Walter Price Doesn't Aim to Please

“I love to dig my left hand in big buckets of paint, take a few steps back, close my eyes while imagining I’m Randy Johnson on the mound, and then see how many curveballs of paint I can get to land on the canvas,” says Walter Price. “After that I just pray.” He moves his paint around the canvas when it’s wet, scrapes it, and smears it. Sometimes he walks over it. Price’s paintings are mysterious bursts of deep layered colors and exuberant gestures in acrylic and vinyl Flashe paint. The late New Yorker art critic Peter Schjeldahl described Price as having a “style-defying style” without any clear precedents. He’s one of a kind.

Growing up in Macon, Georgia, the 33-year-old artist, chose his path early on—in second grade. “Being an artist,” he reflects, “one has a choice of whether they want to please people or not. And I knew early on that I wouldn’t be proficient at having good customer service.” Price wasn’t here to please or to make nice with everyone; he wanted to be a painter and to be free.
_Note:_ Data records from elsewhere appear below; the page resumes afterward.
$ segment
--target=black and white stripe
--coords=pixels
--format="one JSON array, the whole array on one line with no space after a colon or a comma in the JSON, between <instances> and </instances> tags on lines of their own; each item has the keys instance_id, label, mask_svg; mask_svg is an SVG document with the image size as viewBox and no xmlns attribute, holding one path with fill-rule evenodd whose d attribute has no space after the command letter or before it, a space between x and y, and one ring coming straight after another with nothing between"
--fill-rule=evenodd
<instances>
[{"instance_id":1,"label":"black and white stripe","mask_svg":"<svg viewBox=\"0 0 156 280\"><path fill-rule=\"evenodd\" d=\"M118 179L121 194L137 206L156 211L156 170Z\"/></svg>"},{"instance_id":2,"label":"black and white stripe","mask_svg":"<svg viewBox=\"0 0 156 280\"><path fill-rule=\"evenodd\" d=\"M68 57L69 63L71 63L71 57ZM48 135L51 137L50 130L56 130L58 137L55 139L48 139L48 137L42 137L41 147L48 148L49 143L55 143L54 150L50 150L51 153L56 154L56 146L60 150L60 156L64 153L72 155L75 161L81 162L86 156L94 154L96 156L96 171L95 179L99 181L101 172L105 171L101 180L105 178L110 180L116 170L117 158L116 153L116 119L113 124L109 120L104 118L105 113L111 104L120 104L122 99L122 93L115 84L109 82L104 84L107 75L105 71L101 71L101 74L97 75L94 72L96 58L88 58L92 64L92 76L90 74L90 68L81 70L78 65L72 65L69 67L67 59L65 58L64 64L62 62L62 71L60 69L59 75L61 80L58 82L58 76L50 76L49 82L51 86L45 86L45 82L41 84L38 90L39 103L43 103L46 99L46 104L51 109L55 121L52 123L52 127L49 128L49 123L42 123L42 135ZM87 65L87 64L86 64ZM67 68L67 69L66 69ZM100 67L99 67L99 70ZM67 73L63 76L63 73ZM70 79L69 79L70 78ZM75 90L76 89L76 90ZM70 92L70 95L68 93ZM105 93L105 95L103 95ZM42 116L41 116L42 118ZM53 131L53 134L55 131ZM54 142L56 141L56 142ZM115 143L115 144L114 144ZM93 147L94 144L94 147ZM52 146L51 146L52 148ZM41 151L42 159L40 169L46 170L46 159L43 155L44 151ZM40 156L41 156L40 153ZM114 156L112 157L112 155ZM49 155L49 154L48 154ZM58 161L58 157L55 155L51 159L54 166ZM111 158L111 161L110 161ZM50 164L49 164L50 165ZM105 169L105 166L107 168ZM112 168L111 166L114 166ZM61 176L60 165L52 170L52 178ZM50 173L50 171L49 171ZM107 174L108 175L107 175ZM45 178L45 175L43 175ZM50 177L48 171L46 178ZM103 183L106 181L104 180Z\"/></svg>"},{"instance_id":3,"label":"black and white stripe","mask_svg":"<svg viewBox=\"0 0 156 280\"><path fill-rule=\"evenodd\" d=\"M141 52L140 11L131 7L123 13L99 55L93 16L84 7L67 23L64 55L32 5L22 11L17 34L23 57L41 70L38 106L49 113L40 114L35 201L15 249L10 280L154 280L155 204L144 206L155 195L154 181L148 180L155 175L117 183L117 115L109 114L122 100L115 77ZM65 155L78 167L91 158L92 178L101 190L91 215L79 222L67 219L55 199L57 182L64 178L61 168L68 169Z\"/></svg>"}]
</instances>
Having decided what he wanted to do with his life, it was just a matter of figuring out how: He served four years in the Navy on the USS Whidbey Island so that he could have his art school education at Middle Georgia College and the Art Institute of Washington paid for under the G.I. Bill, after which he moved to Bed-Stuy, Brooklyn, and became a star. He now shows with Greene Naftali and The Modern Institute, while MoMA PS1, Camden Art Centre, and Aspen Art Museum have given him solo exhibitions, too.